“The making of laws is like the making of sausages-the more you know about the process the less you respect the result.”
The California legislature recently voted to postpone Proposition 18, the $11 billion water bond, until the 2012 ballot. They drop-kicked it into the future after serious outcry arose over the enormous amount of pork it contained, such as cozy deals for special interests, and a sneaky attempt to dump the cost on taxpayers instead of, as is traditional, make those using the water pay for it themselves. That California badly needs to rebuild its creaky, aging water infrastructure is a given. But Proposition 18 in its current form does not seem the best way to do it.
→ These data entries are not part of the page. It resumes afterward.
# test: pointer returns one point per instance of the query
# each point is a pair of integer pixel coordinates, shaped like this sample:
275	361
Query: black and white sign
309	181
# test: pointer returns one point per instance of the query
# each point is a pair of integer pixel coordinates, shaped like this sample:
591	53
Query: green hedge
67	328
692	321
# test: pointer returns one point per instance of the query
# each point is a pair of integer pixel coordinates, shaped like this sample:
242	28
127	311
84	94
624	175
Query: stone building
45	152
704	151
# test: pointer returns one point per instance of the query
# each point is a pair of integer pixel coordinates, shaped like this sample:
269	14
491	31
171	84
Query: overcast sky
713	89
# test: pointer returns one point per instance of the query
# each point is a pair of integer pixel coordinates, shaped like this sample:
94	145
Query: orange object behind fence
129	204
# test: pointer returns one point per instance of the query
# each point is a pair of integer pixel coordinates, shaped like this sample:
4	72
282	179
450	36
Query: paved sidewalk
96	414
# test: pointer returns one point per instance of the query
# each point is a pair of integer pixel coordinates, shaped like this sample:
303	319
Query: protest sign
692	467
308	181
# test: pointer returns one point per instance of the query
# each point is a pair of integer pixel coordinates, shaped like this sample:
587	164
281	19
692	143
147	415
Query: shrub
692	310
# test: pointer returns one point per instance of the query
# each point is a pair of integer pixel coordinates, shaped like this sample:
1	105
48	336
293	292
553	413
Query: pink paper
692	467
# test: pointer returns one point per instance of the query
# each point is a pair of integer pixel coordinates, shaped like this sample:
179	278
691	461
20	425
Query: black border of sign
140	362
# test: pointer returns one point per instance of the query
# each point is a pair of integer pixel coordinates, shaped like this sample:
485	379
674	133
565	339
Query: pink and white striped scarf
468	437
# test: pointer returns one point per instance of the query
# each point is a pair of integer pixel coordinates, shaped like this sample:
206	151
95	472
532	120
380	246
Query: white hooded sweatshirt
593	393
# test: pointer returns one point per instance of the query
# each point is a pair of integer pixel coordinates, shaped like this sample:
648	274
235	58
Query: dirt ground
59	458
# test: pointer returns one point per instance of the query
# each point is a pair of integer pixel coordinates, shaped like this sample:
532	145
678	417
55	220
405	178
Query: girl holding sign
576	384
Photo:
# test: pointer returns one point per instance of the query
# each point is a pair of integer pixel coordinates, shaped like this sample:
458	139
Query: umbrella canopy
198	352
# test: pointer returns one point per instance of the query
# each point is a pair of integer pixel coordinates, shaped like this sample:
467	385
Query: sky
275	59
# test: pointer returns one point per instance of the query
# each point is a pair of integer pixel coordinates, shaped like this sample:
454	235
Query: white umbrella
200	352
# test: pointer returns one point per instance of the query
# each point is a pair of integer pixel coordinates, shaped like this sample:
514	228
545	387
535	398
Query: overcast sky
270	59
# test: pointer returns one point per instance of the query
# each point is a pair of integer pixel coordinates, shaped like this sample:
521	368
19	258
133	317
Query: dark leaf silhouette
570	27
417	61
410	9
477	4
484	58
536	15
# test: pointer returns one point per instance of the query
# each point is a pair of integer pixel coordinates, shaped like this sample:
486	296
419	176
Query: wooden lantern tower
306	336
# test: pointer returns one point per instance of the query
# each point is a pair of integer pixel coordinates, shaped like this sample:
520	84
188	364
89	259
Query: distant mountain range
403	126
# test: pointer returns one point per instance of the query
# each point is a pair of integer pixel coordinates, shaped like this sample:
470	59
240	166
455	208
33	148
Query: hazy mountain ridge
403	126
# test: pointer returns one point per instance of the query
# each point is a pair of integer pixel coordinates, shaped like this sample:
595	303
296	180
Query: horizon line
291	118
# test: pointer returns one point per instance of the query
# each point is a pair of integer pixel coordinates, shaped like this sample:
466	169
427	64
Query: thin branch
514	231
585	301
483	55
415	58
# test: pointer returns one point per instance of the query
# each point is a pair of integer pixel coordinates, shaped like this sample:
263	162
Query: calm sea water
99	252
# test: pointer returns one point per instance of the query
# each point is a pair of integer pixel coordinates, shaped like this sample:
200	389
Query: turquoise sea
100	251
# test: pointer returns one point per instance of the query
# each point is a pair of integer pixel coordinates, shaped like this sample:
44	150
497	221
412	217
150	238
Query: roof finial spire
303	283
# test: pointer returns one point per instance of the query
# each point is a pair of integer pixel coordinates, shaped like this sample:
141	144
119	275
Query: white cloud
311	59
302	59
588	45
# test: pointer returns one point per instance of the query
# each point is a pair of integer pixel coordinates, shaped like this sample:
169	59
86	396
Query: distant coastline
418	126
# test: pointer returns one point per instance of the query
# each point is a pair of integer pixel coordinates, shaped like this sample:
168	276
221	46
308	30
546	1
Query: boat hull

The depressing thing is, rather than being an outlier, this may be how most bills and propositions get written. Ballotpedia says much of Prop 18 was written by a lobbyist and that $1.15 billion was added at the last moment. I’m guessing most of that $1.15 billion was pork to encourage votes and, while your opinion may differ, the thought of lobbyists writing legislation makes me queasy. By definition, they are paid special interests so it’s difficult to see how lobbyists writing laws benefits the public good. They are paid to further a specific interest, not to consider the state as a whole.
Of the $11 billion in the water bond, over $2 billion was pork that lawmakers admit was there to get votes necessary for it to pass in the legislature, whether or not the pork had anything to do with improving water quality and supply. Gosh, what an inspiring example of democracy and transparency.